If a patient is infected with MRSA the doctor will look at the specimen results, which will tell them which antibiotics will be effective in treating the MRSA infection.
7 How will I know when the MRSA has been successfully treated?
Following treatment, further specimens will be taken to see whether the MRSA has been removed. Three clear specimens are usually required. Treatment may be repeated if unsuccessful the first time.
8 How will I be affected if I have MRSA?
You will be cared for in a single room until the colonisation or infection has cleared. This is called barrier nursing. While you are being barrier nursed, you are welcome to go into the garden where there is no risk of infecting others. If you would like to go into the Pilgrim Room (chapel), please speak to your doctor or nurse.
Having MRSA will not delay you going home.
9 How will MRSA affect my family and friends?
Healthy people are at little risk of catching MRSA. They should cover any cuts with a waterproof dressing and wash their hands after visiting the person with MRSA.
Some visitors, such as those bringing new born babies for example, will be discouraged from visiting until the treatment for MRSA has cleared the infection.
If any of your family or friends are worried, they should seek advice from visiting their own GP or the practice nurse.
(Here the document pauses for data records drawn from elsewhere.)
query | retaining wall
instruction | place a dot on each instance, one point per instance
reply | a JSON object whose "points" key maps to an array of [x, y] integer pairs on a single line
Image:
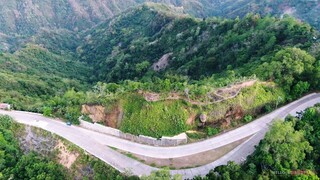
{"points": [[164, 141]]}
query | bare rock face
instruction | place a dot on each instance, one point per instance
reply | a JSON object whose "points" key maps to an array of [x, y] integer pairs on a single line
{"points": [[96, 113], [233, 114], [203, 118], [162, 63]]}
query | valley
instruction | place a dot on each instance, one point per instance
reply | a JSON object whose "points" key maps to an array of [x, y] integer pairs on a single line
{"points": [[214, 72]]}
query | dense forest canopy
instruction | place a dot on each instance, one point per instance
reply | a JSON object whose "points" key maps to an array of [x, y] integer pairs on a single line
{"points": [[54, 67]]}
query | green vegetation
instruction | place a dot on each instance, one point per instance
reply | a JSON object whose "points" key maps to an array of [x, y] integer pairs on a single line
{"points": [[290, 150], [33, 75], [16, 165], [156, 119]]}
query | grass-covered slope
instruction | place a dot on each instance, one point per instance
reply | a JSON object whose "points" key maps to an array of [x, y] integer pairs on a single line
{"points": [[128, 46], [33, 74]]}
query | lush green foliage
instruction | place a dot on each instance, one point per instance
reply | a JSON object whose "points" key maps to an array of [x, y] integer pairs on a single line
{"points": [[290, 150], [200, 48], [33, 74], [153, 119], [14, 164]]}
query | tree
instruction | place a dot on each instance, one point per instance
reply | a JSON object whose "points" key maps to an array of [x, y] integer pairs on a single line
{"points": [[283, 148]]}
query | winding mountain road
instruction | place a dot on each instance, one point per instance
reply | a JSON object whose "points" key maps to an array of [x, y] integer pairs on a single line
{"points": [[98, 144]]}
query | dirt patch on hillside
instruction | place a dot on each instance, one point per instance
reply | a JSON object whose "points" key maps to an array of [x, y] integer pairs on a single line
{"points": [[66, 158], [191, 119], [219, 95], [97, 113], [162, 63]]}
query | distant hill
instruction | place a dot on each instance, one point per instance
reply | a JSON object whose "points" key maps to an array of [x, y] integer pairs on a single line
{"points": [[145, 40], [21, 19]]}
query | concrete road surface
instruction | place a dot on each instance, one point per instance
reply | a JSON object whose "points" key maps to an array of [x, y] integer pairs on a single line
{"points": [[97, 143]]}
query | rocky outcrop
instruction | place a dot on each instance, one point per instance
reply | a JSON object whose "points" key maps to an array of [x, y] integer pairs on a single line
{"points": [[233, 114]]}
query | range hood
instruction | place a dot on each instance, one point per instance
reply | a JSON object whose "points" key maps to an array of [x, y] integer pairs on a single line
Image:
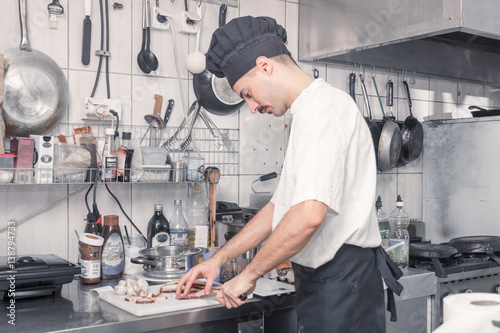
{"points": [[453, 38]]}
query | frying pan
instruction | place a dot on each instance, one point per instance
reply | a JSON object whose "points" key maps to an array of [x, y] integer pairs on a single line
{"points": [[412, 135], [434, 252], [389, 145], [375, 127], [213, 93], [36, 90], [478, 244]]}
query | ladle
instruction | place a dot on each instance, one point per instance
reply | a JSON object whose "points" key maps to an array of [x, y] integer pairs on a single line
{"points": [[140, 57], [212, 175], [154, 120], [195, 61], [149, 57]]}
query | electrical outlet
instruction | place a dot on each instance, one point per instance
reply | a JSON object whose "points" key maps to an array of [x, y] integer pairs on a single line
{"points": [[99, 108], [155, 19]]}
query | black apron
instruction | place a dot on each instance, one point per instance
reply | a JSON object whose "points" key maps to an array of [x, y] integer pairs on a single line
{"points": [[346, 294]]}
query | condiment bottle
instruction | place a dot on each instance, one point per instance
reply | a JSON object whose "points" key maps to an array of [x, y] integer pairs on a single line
{"points": [[158, 229], [179, 229], [89, 246], [124, 155], [113, 252], [109, 157], [383, 223], [399, 238], [197, 208]]}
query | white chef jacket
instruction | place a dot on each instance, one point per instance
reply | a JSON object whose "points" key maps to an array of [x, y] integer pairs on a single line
{"points": [[330, 158]]}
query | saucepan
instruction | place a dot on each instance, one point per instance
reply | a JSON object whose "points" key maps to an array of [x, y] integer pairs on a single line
{"points": [[36, 90], [167, 261]]}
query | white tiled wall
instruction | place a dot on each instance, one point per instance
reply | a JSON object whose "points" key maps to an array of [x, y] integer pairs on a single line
{"points": [[262, 138]]}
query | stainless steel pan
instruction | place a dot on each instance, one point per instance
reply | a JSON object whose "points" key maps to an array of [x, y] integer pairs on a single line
{"points": [[36, 90]]}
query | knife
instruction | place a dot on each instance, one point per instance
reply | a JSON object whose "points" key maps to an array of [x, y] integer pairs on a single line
{"points": [[87, 29], [168, 111]]}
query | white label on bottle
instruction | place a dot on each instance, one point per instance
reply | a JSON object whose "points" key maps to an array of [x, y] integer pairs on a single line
{"points": [[112, 255], [201, 236], [179, 237], [109, 168], [161, 239], [92, 268]]}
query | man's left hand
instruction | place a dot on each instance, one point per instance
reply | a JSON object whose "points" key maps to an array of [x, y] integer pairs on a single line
{"points": [[230, 293]]}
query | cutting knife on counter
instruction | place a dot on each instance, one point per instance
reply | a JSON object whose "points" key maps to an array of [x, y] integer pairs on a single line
{"points": [[168, 111], [87, 30]]}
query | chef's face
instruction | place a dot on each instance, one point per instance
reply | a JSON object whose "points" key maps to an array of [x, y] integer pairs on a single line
{"points": [[261, 94]]}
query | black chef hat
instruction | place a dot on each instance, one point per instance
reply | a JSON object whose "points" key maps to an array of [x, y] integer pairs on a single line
{"points": [[235, 46]]}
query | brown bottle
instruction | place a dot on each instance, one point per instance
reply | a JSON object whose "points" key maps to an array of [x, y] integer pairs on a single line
{"points": [[113, 254]]}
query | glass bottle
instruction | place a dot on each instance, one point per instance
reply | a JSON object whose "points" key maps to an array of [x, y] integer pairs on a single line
{"points": [[383, 223], [399, 238], [197, 208], [113, 251], [158, 229], [109, 157], [124, 158], [179, 229]]}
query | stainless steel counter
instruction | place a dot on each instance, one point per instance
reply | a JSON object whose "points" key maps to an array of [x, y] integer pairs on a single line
{"points": [[76, 309]]}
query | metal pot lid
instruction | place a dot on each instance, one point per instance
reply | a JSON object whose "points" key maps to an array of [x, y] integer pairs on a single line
{"points": [[170, 251]]}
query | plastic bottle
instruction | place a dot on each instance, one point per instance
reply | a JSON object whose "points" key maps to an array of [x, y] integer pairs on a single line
{"points": [[383, 223], [179, 229], [398, 233], [158, 229], [113, 252], [109, 157], [197, 208], [124, 156]]}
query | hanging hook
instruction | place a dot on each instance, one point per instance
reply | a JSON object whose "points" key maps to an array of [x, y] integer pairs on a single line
{"points": [[413, 80], [315, 69]]}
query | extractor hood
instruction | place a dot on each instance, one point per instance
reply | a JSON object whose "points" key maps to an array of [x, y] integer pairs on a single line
{"points": [[453, 38]]}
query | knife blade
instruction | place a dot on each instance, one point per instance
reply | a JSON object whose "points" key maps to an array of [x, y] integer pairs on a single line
{"points": [[168, 111], [87, 30]]}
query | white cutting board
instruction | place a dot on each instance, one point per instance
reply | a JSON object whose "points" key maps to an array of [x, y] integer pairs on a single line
{"points": [[267, 287], [169, 305]]}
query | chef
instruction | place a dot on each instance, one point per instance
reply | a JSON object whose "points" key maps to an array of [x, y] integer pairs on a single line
{"points": [[321, 215]]}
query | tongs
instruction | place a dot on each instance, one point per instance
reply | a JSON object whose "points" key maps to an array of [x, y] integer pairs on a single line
{"points": [[220, 139], [169, 144]]}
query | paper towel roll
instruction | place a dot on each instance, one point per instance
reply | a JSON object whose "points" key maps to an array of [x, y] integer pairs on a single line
{"points": [[470, 304], [471, 312]]}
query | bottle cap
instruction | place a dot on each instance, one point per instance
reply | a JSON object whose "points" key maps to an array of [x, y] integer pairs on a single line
{"points": [[111, 220], [91, 239]]}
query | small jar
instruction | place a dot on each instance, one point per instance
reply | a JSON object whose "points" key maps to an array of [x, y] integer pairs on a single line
{"points": [[90, 246]]}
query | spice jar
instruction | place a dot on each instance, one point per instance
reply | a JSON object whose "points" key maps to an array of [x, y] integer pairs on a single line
{"points": [[90, 246]]}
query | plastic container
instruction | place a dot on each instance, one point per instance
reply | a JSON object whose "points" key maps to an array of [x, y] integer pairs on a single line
{"points": [[197, 208], [90, 247], [383, 223], [399, 238], [179, 229], [6, 167], [113, 251]]}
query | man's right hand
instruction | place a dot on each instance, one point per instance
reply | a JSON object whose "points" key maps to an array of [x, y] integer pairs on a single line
{"points": [[208, 269]]}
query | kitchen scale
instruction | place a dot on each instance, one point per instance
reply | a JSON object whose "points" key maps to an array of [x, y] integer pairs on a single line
{"points": [[35, 275]]}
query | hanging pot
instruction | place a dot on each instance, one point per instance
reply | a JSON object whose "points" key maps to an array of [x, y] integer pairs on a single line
{"points": [[213, 93], [36, 90], [412, 135]]}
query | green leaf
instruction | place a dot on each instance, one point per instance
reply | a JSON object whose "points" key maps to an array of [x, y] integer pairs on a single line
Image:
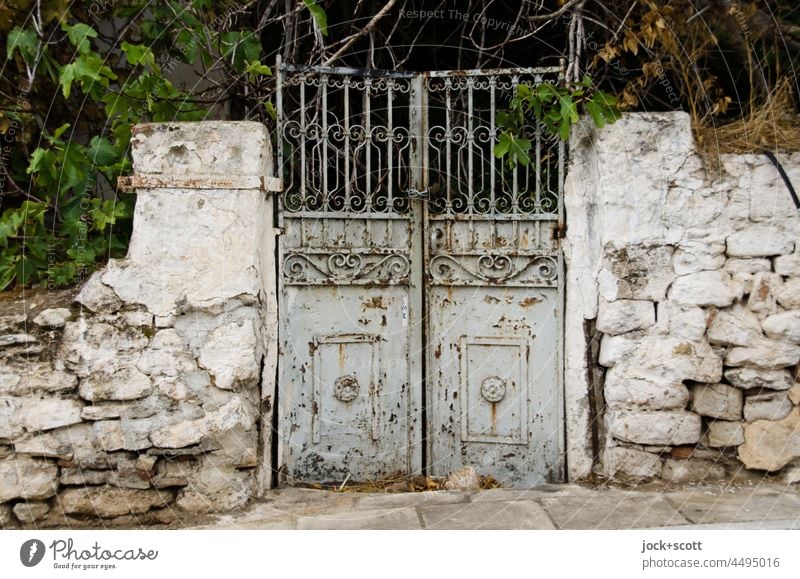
{"points": [[80, 35], [25, 41], [319, 15], [139, 54], [66, 78], [255, 69], [101, 151]]}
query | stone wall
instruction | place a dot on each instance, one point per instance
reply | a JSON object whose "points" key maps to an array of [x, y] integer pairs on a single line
{"points": [[140, 396], [691, 272]]}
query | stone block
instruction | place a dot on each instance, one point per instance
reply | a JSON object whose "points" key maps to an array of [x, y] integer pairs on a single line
{"points": [[771, 445], [717, 401], [655, 428], [783, 326], [759, 241], [704, 288], [723, 434], [631, 464], [747, 378], [734, 326], [768, 406], [691, 470], [789, 294], [108, 501], [27, 478], [622, 316]]}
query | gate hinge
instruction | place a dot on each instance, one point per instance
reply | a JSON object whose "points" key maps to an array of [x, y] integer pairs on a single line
{"points": [[559, 231]]}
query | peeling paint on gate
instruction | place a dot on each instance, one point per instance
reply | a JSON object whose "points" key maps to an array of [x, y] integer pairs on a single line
{"points": [[392, 193]]}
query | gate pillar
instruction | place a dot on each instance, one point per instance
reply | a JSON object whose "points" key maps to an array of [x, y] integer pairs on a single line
{"points": [[202, 260]]}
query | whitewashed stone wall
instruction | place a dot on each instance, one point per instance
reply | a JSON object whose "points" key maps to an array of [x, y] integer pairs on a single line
{"points": [[141, 396], [691, 273]]}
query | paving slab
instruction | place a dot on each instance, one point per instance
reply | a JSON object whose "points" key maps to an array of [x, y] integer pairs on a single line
{"points": [[756, 504], [372, 519], [394, 500], [612, 510], [486, 515], [550, 491]]}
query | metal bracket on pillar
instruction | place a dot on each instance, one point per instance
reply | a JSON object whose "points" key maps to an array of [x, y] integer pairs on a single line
{"points": [[261, 183]]}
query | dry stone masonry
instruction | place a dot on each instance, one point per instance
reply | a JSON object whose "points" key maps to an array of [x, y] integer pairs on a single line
{"points": [[692, 274], [140, 396]]}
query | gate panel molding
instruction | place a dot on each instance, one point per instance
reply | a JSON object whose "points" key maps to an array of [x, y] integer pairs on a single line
{"points": [[400, 230]]}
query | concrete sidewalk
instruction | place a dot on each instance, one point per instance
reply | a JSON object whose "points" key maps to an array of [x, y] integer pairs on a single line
{"points": [[547, 507]]}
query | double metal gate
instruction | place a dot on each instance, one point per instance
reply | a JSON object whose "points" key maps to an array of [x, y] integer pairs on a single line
{"points": [[420, 279]]}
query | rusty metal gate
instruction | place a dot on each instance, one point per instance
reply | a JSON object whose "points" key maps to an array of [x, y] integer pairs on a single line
{"points": [[420, 279]]}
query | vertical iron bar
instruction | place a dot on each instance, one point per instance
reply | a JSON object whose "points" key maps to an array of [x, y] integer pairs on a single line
{"points": [[367, 146], [348, 157]]}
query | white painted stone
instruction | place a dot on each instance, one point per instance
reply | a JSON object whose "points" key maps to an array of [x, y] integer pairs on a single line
{"points": [[463, 479], [717, 401], [655, 428], [735, 326], [27, 478], [759, 241], [214, 487], [723, 434], [767, 406], [78, 476], [17, 339], [762, 295], [108, 501], [624, 316], [622, 391], [232, 414], [96, 347], [44, 445], [783, 326], [765, 353], [704, 288], [31, 511], [747, 378], [52, 318], [167, 355], [788, 265], [789, 294], [125, 384], [229, 354], [669, 360], [615, 348], [683, 322], [97, 296], [123, 434], [636, 272], [691, 470], [694, 256], [771, 445], [138, 318], [631, 464], [35, 414]]}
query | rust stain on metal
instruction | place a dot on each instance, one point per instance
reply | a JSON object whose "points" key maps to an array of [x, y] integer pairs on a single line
{"points": [[375, 302]]}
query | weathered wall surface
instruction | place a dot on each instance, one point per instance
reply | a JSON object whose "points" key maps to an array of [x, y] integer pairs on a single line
{"points": [[692, 276], [142, 396]]}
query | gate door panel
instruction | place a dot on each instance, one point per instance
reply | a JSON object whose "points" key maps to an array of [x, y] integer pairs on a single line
{"points": [[418, 272], [493, 286], [350, 382]]}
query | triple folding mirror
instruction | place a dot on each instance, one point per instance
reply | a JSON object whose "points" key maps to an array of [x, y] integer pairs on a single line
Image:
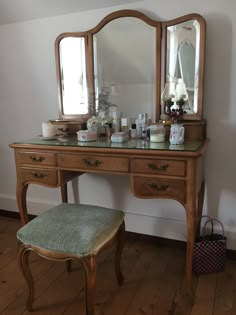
{"points": [[132, 57]]}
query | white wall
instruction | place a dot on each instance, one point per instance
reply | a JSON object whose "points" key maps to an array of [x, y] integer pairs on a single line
{"points": [[28, 93]]}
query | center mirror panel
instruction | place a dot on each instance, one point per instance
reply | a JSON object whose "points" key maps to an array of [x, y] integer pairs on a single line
{"points": [[125, 66]]}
10 Do I have to take any special care at home?
No. Generally you can continue to lead a normal life and get about outside the home as usual. Your doctor or nurse will inform you if there are any special precautions you need to take.
You should practice good hygiene including not sharing personal items such as flannels, toothbrush and towels and remember to wash your hands after going to the toilet. If one of your visitors has a medical problem which might make them especially susceptible to MRSA you should warn them in advance, so they can check with their GP whether they can visit you at home.
11 Who should I tell that I have MRSA?
It is a good idea to tell any healthcare professionals you come into contact with (e.g GP, hospital doctor or hospice staff) that you have MRSA so that if you contract an infection they can check whether it is MRSA and decide what antibiotics to give you.
You also should tell the carers that come into your home so that they can give you the right care.
- MRSA is a bacterium that has become resistant to commonly used antibiotics. However, there are treatments available for it such as special antibiotics, cream, powders and washes.
- MRSA can cause infections but most people are colonised and not infected with MRSA (they have the germ without it causing them any harm).
- When a person colonised with MRSA is receiving medical and nursing care, such as intravenous therapy, or has a wound, the MRSA can contaminate this area leading to an infection.
- MRSA is spread by the airborne or person to person route and by unwashed hands.
- MRSA is not harmful to fit healthy persons.
- To prevent the spread of MRSA, patients are cared for in a single room.
- The best way to prevent the spread of MRSA is by thorough hand washing by everyone entering the ward and entering or leaving the patient’s room.